Although latter versions of ACB seem to add few more ideas like if the match length is longer than the mismatched byte from contents.
Then the output would be a (position,miss matched byte,extra length) this is can be improved further perhaps
Thanks for reading
Last edited by Guzzo; 27th August 2011 at 23:54.
One approach is, for each character, find the position of the character that sorts just after it (or before, it doesn't matter). Let's say NextSuff[i] = SA[ISA[i] + 1]. Then, for each character after the first, you can store NextSuff as the delta, NextSuff[i] - NextSuff[i-1]. Most of the time, the delta = 1, so this function is compressible. You can get back the identity of the character, because NextSuff is like a linked list that links all the suffixes in sort order. So if you have the character frequencies, you can fill in the characters by iterating the list. The compression you get from this is not great, but there is plenty of room for tweaks. For one thing, you can look at the suffixes before and after the current one, and if you're inside of a common prefix, you could avoid encoding that character entirely.

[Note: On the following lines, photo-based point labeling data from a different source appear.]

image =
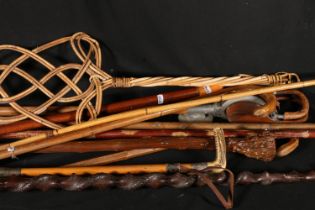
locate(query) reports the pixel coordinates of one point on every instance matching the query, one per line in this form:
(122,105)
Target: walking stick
(96,126)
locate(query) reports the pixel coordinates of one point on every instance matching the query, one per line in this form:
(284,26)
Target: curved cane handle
(288,147)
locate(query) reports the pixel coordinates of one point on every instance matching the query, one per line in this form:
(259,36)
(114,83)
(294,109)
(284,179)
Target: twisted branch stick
(90,62)
(132,182)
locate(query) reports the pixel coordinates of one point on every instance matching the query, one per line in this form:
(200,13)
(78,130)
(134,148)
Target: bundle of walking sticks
(243,114)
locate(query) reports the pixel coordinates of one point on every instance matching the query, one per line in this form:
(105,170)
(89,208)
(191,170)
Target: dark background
(196,38)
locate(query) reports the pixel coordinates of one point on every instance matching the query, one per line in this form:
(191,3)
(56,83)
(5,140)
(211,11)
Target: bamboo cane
(219,162)
(83,130)
(225,126)
(64,117)
(115,157)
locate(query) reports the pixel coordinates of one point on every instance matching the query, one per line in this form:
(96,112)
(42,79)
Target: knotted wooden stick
(90,64)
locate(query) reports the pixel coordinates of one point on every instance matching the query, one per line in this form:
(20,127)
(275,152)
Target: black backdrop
(197,38)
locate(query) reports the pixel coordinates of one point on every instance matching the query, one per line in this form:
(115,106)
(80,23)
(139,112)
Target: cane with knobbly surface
(122,119)
(216,166)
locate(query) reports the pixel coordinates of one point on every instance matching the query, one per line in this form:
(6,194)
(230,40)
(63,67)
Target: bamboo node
(11,150)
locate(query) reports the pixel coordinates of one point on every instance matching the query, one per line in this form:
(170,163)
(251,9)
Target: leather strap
(227,202)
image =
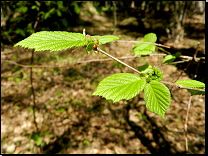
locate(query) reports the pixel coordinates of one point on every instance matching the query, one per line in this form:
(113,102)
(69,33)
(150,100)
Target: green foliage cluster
(118,86)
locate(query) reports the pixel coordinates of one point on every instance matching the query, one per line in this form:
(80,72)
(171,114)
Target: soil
(78,122)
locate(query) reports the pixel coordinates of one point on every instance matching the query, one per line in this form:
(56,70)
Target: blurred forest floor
(80,123)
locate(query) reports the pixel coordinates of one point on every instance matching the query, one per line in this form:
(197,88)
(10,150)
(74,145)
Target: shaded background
(70,120)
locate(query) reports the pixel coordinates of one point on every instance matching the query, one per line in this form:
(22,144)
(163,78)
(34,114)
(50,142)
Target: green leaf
(105,39)
(53,41)
(145,68)
(157,97)
(65,23)
(155,74)
(145,49)
(193,84)
(169,59)
(120,86)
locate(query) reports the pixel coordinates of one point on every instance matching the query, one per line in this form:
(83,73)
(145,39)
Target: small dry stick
(185,125)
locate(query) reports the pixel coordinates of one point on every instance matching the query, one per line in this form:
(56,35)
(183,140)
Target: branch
(103,52)
(169,83)
(157,44)
(94,60)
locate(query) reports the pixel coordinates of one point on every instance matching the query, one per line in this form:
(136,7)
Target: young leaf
(169,59)
(105,39)
(157,97)
(53,41)
(145,49)
(120,86)
(145,68)
(193,84)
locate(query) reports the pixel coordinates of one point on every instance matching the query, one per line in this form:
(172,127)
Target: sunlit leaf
(120,86)
(53,41)
(157,97)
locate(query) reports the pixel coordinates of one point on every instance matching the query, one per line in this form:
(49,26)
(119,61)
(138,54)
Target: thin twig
(169,83)
(103,52)
(143,42)
(185,125)
(31,72)
(88,61)
(193,59)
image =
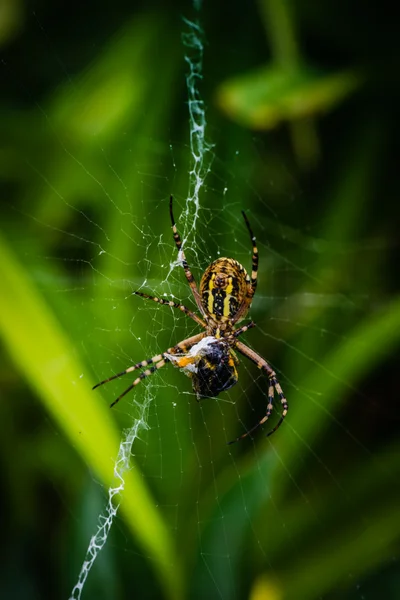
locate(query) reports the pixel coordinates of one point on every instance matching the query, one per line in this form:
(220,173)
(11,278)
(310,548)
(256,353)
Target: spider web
(178,445)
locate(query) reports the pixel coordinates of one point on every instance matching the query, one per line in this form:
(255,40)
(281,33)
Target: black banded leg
(254,268)
(186,268)
(276,386)
(158,361)
(185,310)
(141,365)
(243,328)
(142,376)
(273,387)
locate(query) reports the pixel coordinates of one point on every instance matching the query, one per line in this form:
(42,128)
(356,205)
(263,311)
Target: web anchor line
(201,165)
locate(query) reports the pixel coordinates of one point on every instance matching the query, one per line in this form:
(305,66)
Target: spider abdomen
(223,287)
(215,371)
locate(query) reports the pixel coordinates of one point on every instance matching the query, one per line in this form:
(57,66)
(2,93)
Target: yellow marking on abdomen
(211,286)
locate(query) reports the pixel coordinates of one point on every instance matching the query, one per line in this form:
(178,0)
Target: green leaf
(264,98)
(47,359)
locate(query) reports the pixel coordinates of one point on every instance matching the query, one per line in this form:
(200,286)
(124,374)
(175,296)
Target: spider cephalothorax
(208,358)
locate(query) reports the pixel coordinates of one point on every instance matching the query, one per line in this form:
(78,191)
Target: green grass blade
(46,358)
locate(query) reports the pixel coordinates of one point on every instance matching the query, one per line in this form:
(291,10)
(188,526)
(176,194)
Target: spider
(208,358)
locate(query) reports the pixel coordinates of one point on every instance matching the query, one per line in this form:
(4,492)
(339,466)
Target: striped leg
(273,387)
(138,379)
(141,365)
(251,281)
(254,268)
(157,361)
(185,310)
(185,265)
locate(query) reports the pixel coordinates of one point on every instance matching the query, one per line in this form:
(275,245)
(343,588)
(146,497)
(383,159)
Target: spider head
(224,288)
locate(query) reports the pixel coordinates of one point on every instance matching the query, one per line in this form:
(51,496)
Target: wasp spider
(208,358)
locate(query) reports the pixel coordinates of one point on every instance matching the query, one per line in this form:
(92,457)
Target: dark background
(302,106)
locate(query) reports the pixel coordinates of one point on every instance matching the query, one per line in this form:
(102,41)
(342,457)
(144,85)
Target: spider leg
(251,281)
(142,364)
(185,310)
(185,265)
(142,375)
(274,386)
(254,268)
(243,328)
(157,361)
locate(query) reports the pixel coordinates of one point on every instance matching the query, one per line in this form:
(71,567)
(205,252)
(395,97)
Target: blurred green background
(302,106)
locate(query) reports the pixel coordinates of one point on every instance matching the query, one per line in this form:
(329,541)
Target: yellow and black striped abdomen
(223,287)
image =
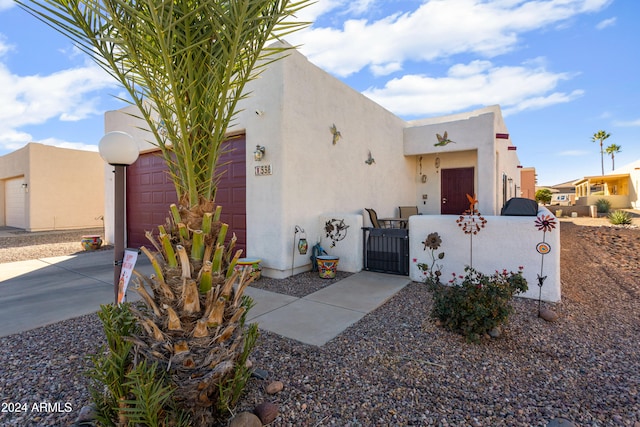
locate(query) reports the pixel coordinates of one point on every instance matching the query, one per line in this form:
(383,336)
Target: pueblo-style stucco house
(621,187)
(329,153)
(49,188)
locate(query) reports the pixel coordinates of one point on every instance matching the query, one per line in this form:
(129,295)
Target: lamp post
(118,149)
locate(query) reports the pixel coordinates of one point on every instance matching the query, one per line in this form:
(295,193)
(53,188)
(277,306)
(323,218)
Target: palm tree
(600,136)
(185,64)
(612,150)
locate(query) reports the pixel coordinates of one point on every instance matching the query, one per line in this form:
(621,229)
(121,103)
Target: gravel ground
(396,368)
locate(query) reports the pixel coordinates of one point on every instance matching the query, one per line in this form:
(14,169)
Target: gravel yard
(395,367)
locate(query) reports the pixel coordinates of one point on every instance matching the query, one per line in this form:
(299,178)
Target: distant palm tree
(600,136)
(612,150)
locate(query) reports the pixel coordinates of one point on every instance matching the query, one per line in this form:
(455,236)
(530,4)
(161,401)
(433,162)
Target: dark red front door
(455,184)
(232,190)
(150,191)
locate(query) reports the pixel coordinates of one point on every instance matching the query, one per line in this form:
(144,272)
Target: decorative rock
(549,315)
(245,419)
(267,412)
(560,422)
(87,413)
(260,374)
(274,387)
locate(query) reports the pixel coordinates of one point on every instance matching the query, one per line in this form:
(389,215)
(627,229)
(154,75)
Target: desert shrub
(619,218)
(603,205)
(475,303)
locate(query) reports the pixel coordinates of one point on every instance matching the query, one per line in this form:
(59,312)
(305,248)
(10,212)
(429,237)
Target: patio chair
(406,212)
(373,216)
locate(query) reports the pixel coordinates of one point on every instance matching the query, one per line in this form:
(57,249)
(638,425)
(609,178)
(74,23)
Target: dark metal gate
(386,250)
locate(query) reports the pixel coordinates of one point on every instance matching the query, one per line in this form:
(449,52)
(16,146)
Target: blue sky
(560,69)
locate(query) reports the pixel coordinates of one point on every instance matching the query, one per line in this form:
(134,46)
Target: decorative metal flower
(433,241)
(545,223)
(471,221)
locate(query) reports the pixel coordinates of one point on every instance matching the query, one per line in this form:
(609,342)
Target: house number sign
(263,170)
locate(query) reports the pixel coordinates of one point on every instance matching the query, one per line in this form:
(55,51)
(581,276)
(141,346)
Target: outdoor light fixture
(259,153)
(302,242)
(118,149)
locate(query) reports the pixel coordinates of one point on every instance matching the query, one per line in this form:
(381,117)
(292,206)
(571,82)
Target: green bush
(603,205)
(478,303)
(620,218)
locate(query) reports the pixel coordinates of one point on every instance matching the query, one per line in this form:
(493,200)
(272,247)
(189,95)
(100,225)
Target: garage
(15,200)
(150,191)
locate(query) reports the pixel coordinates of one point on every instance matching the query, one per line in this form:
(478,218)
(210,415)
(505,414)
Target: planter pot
(327,266)
(91,243)
(254,263)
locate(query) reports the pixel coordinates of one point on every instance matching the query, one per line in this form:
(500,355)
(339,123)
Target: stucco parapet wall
(506,242)
(470,133)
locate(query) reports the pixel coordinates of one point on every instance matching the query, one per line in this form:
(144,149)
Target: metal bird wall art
(370,160)
(442,140)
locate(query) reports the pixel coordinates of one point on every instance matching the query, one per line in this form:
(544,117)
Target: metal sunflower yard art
(471,222)
(434,271)
(544,223)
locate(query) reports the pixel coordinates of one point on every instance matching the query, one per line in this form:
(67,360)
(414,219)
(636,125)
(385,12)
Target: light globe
(118,148)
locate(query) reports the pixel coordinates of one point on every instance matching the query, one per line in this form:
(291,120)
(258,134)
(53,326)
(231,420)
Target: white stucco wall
(506,242)
(290,111)
(475,144)
(312,176)
(64,187)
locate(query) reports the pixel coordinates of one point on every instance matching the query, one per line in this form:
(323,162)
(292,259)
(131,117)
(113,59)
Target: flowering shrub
(475,303)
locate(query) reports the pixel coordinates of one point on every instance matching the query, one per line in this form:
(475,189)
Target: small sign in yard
(128,263)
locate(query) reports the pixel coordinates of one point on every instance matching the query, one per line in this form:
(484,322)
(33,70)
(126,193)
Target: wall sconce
(303,245)
(259,153)
(370,160)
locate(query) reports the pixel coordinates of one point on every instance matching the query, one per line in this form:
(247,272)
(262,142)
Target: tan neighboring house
(49,188)
(621,188)
(564,194)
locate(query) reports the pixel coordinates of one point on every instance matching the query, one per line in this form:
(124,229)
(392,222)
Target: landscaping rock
(87,414)
(260,374)
(549,315)
(495,332)
(245,419)
(560,422)
(274,387)
(267,412)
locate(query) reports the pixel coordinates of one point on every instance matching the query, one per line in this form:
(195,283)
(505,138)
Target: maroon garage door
(150,191)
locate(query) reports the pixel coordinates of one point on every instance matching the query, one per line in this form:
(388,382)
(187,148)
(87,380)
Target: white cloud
(574,153)
(4,46)
(436,29)
(628,123)
(33,100)
(478,83)
(606,23)
(67,144)
(6,4)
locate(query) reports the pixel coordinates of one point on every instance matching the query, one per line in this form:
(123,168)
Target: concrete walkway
(40,292)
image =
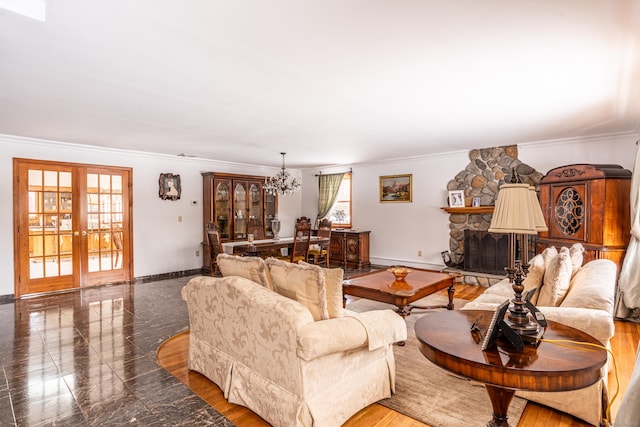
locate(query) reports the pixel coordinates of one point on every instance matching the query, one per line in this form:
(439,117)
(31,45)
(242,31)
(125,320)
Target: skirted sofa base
(266,352)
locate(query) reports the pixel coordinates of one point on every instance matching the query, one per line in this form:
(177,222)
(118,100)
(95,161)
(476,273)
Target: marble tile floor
(88,358)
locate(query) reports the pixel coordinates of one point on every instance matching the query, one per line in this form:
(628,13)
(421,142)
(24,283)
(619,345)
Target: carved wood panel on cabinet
(587,204)
(349,249)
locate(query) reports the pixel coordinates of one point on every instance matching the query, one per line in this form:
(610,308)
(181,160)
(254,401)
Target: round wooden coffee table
(445,338)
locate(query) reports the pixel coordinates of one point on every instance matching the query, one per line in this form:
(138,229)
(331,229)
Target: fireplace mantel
(478,210)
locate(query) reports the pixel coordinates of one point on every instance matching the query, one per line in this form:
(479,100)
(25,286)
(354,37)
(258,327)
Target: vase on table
(275,227)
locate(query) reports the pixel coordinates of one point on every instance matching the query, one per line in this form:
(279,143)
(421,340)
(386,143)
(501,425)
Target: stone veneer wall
(487,170)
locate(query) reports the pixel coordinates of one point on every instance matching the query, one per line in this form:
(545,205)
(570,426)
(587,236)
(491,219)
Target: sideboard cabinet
(349,249)
(239,206)
(588,204)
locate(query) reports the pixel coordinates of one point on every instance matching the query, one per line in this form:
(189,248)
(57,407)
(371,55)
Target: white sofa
(629,411)
(267,352)
(581,296)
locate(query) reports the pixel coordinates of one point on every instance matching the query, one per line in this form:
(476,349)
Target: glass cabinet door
(223,207)
(270,210)
(241,208)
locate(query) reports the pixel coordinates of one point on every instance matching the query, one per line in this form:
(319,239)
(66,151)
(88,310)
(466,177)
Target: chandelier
(282,183)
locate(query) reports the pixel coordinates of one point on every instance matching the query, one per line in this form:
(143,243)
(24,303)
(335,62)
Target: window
(341,213)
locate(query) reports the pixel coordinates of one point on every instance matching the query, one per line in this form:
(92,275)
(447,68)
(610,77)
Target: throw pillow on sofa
(333,285)
(536,273)
(249,267)
(557,279)
(303,283)
(576,253)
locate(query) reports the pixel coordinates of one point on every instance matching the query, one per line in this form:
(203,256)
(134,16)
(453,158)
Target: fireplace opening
(485,252)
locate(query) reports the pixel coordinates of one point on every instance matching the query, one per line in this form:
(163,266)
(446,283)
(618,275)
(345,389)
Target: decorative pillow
(252,268)
(303,283)
(536,273)
(549,255)
(577,257)
(557,278)
(333,283)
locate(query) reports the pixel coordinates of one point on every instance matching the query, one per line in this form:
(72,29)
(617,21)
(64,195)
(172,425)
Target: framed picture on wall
(456,199)
(170,187)
(396,188)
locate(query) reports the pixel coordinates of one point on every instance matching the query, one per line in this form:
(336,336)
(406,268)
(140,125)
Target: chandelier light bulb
(283,182)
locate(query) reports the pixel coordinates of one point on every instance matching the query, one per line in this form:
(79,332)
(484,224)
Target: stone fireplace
(488,168)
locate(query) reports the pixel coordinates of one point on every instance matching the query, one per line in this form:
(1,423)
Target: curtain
(628,298)
(329,185)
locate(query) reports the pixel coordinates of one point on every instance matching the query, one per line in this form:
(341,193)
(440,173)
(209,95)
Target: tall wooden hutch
(239,206)
(588,204)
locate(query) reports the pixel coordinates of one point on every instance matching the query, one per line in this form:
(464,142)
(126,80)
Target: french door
(72,226)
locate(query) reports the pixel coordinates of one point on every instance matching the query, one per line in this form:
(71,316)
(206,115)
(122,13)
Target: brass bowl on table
(399,271)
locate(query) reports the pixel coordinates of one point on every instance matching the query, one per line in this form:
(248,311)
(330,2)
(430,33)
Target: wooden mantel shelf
(480,210)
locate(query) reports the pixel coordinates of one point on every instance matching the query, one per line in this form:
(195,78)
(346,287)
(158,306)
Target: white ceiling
(327,81)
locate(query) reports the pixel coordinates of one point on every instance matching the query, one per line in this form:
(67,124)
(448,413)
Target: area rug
(428,393)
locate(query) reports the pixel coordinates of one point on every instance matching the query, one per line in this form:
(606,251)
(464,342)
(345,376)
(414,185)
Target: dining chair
(320,251)
(301,240)
(215,247)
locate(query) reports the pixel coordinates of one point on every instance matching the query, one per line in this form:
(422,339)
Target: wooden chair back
(301,240)
(321,255)
(215,247)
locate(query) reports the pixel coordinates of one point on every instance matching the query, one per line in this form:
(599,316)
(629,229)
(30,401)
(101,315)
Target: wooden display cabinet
(588,204)
(239,206)
(349,249)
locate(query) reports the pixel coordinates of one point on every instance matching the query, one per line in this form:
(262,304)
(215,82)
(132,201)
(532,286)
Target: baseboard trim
(10,298)
(166,276)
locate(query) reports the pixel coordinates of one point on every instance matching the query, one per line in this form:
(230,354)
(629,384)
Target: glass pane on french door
(50,223)
(104,222)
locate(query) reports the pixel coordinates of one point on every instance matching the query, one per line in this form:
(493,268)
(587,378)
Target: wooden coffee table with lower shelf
(382,286)
(448,340)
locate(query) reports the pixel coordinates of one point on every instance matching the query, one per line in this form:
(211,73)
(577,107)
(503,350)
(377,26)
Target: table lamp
(517,212)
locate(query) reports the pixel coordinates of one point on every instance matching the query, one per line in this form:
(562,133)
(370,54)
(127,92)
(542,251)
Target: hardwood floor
(173,356)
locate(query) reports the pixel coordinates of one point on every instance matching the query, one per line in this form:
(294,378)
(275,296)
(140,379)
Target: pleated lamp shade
(537,211)
(514,212)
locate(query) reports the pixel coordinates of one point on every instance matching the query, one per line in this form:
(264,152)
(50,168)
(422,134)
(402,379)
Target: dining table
(266,247)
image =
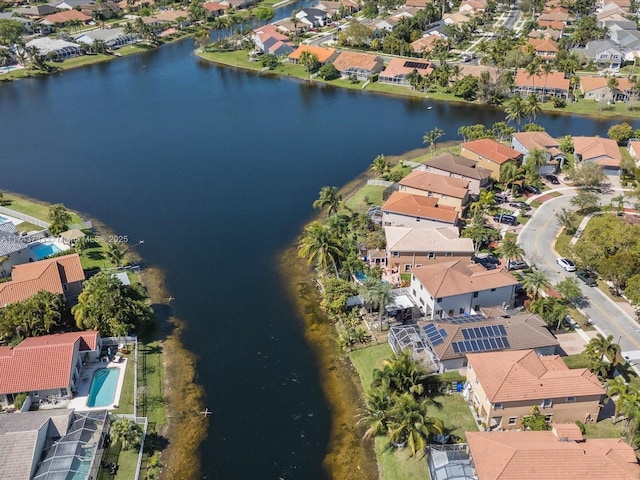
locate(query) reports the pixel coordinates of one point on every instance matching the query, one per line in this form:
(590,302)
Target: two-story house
(46,366)
(410,247)
(452,192)
(416,211)
(455,166)
(526,141)
(460,287)
(503,386)
(490,155)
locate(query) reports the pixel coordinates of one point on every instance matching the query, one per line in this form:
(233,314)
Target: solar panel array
(482,339)
(462,319)
(435,336)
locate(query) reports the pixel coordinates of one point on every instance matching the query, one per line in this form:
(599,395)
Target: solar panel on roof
(418,65)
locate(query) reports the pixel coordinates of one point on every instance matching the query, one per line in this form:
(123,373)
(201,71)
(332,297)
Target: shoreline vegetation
(172,399)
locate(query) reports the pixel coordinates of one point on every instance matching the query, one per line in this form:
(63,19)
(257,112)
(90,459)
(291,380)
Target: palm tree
(320,246)
(535,281)
(380,165)
(328,197)
(600,347)
(431,136)
(127,432)
(515,110)
(410,423)
(510,249)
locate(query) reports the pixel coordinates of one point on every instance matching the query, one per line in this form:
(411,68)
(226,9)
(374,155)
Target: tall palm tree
(411,424)
(127,432)
(320,246)
(535,281)
(601,347)
(431,136)
(328,197)
(510,249)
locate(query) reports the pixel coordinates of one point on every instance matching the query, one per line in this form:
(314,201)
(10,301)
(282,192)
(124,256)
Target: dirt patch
(186,427)
(348,456)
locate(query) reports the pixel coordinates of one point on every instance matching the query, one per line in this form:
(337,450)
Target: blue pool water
(103,387)
(43,250)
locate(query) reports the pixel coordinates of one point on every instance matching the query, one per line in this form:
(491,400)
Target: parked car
(553,179)
(516,265)
(522,205)
(505,218)
(587,278)
(567,264)
(531,189)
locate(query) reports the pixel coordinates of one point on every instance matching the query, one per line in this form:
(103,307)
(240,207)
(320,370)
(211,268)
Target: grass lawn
(397,464)
(366,359)
(579,360)
(356,202)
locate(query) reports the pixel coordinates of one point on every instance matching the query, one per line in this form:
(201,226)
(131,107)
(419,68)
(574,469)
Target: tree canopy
(110,307)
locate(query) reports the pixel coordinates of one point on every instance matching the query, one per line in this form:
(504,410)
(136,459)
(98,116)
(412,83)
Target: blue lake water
(181,153)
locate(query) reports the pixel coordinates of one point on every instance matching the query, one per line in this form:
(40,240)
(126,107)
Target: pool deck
(79,402)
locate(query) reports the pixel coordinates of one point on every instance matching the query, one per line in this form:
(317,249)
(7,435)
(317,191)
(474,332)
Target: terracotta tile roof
(404,66)
(541,140)
(526,455)
(543,44)
(461,276)
(324,54)
(553,80)
(604,151)
(50,275)
(365,61)
(492,150)
(66,16)
(431,182)
(444,239)
(524,376)
(589,83)
(43,363)
(523,332)
(419,206)
(458,165)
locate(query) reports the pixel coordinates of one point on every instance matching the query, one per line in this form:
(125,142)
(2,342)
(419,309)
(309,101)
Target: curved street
(537,238)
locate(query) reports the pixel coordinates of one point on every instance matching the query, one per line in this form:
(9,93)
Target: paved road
(537,238)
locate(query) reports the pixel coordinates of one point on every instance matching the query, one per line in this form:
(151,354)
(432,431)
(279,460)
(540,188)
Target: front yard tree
(320,247)
(431,137)
(60,219)
(126,432)
(110,307)
(328,197)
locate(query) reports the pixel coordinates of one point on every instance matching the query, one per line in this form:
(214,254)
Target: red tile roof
(419,206)
(530,455)
(492,150)
(43,363)
(50,275)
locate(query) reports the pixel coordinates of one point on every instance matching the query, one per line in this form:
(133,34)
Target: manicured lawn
(366,359)
(357,201)
(397,464)
(579,360)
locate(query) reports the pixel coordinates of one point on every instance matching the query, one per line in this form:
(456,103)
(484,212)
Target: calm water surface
(216,170)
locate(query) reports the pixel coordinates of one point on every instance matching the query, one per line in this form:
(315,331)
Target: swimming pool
(43,250)
(103,387)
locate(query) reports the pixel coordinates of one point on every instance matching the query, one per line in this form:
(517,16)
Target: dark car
(553,179)
(522,205)
(531,189)
(587,278)
(505,218)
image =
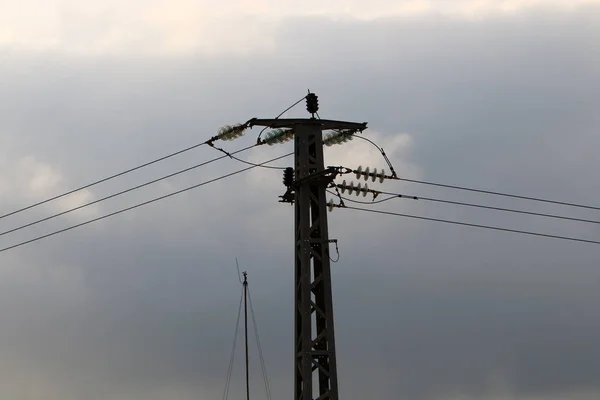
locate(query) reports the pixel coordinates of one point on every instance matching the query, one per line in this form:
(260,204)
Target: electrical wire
(472,225)
(361,202)
(260,353)
(103,180)
(472,189)
(459,203)
(121,192)
(231,358)
(500,194)
(279,116)
(139,205)
(231,155)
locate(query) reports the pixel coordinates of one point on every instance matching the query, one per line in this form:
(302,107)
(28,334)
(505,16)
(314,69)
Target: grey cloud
(423,311)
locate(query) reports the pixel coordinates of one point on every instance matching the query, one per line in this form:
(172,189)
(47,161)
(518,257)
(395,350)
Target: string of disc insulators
(338,137)
(231,132)
(278,136)
(366,174)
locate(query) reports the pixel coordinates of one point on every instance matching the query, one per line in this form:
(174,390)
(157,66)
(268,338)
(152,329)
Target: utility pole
(314,344)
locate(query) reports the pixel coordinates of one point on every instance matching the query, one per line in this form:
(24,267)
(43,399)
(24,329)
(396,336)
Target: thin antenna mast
(246,333)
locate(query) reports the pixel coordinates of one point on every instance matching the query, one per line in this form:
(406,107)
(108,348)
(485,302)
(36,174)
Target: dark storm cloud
(146,303)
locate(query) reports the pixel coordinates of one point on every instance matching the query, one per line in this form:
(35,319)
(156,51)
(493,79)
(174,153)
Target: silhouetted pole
(314,342)
(246,334)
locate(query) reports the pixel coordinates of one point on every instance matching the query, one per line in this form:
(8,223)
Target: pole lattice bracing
(314,331)
(315,369)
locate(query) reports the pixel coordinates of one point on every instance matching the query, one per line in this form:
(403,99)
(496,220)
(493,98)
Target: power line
(122,192)
(500,194)
(231,155)
(140,204)
(104,179)
(459,203)
(260,353)
(279,116)
(231,358)
(472,189)
(472,225)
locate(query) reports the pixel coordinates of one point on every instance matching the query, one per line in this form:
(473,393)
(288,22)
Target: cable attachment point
(338,137)
(231,132)
(312,103)
(337,250)
(278,136)
(358,189)
(366,174)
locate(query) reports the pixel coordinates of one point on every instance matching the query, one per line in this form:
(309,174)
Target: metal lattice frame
(314,346)
(315,339)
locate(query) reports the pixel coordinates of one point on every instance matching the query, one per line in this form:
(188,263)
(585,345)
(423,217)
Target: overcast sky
(500,95)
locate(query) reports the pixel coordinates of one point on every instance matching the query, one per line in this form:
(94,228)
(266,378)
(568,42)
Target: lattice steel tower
(314,345)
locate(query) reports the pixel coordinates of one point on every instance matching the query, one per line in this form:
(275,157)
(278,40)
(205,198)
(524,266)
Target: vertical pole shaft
(246,334)
(315,360)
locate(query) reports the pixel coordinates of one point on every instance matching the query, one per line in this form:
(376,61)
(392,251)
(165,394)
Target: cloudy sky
(494,94)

A slightly different approach is, rather than outputting the text position of the next sorted suffix, you could output its SA index, as a delta. The function that iterates forward in the SA is usually called psi in the compression research papers. The function that iterates backward (e.g., in the BWT) is LF. psi and LF are inverses of each other. PSI[i] = ISA[SA[i]+1]. PSI takes the current SA index and returns the index of the following text position. To make it compressible, PSI is encoded as the delta. NextSuff[i] is the suffix that sorts after the current one, so you could output ISA[NextSuff[i]+1]-ISA[i+1] as the sort distance to the next suffix (distance from the previous suffix works the same way). Since the decoder won't have seen some of the suffixes yet, you could revise the calculation to omit these, using SA to get the text positions in the intervening range. Reproducing the text from the compressor output would be analogous to reading forward in the SA using psi. You could use the same trick here of omitting the common prefix as in approach #1. Another possible improvement is to compute the SA distance between the two suffixes above and below the new insertion point (delta psi) and use this bound to store the new delta more succinctly (if there is a nonzero gap). This might save bits compared with gamma or delta coding. Arithmetic coding may be a good option using this restricted range.
I played around a little bit with both approaches, but I haven't made a working encoder/decoder yet. I didn't know about ACB before now, so it's useful to know that this style of compressor has been implemented successfully and showed promising results. It sounds like Buyanovsky implemented a lot of the tweaks I had in mind. Using a suffix array as a starting point would almost certainly make it faster, and ought to be significantly easier to experiment with.